Yet, it is beyond his capabilities on the pitch where Ibrahimovic can have the most enduring impact on AC Milan and on the club’s ambitions to recapture past glories. The giant Swede is a proven champion and one of the most decorated footballers in history who has collected 11 league titles in four different countries – the Netherlands (Ajax), Italy (Inter and AC Milan), Spain (Barcelona), and France (Paris Saint-Germain). At each of those clubs – aside from Barcelona where he was embroiled in a row with then manager Pep Guardiola – Ibrahimovic has been the undisputed leader of the dressing room. A fearless competitor who demands unrelenting excellence from himself and teammates, it is the Swede who sets the standards for the squad to follow. Not many players would have the courage and strength of personality to make such direct and uncompromising comments as those made by Ibrahimovic following the Milan derby defeat.
Ibrahimovic has always been bold and unashamedly brash. Some critics might even call it arrogance, yet sky-high levels of self-confidence are an essential trait for any elite athlete, particularly one who has maintained such levels of consistent brilliance for two decades. Additionally, Ibrahimovic has earned the right to be forthright: his comments hold authority due to his standing in the game and long track record of perpetual success.
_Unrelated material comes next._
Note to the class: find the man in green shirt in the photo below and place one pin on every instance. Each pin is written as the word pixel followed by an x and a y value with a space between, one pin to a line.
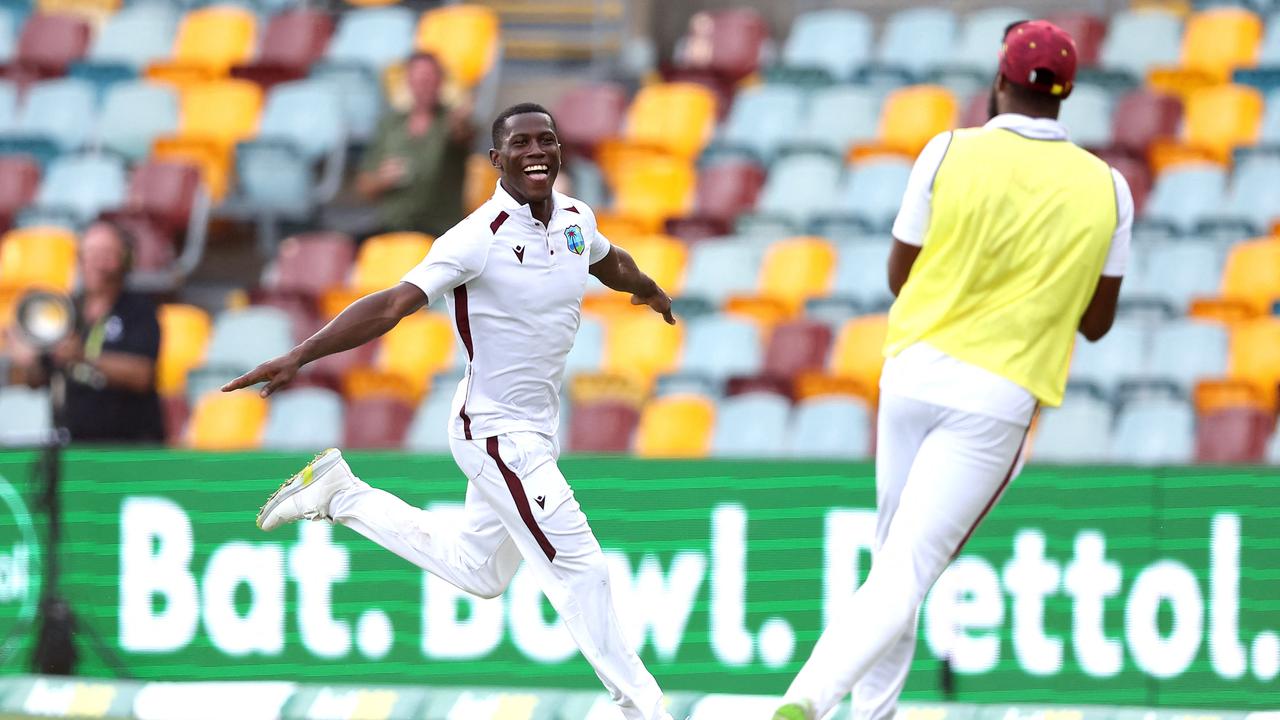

The standards of professionalism Ibrahimovic sets will not only be reserved for matchdays, either. The Swede has already been getting praise from teammates for his advice and guidance on the training pitch, while during his time at Manchester United, Belgian midfielder Marouane Fellaini spoke of the striker’s insatiable competitive edge: “He will do everything to win the game, even in training.”
These traits, particularly from a natural leader and strong character like Ibrahimovic, will permeate throughout the squad and raise the standards of each and every player.
Then there is the superstar status Ibrahimovic possesses. Even at 38, the Swede remains one of the biggest and most marketable stars in world football with major endorsements that accompany the game’s marquee players – from sporting retail giant Nike and bodycare behemoth Nivea to car manufacturer Volvo, highly-reputable betting company BetHard and games console Microsoft Xbox.
With all due respect to the other members of the AC Milan squad, none have the same level of pulling power and global recognition as Ibrahimovic. While being a superstar with blue chip endorsements does not in itself directly lead to improved results or affect performances on the pitch, it does provide excitement among fans and help raise the profile of the club.
Not so long ago, AC Milan needed little help in raising its profile, such was the standing of the club and plethora of stars that donned the red and black stripes. But the cold, hard truth is that Milan are not what they were 10-plus years ago, and the presence of Ibrahimovic provides a welcome boost for supporters and a timely reminder that the Rossoneri can still attract big stars.
Ibrahimovic rejoined AC Milan on an initial short-term, six-month contract with the option to extend for another year. From the club’s perspective, it is imperative they do all they can to activate the extension and keep the Swede for next season.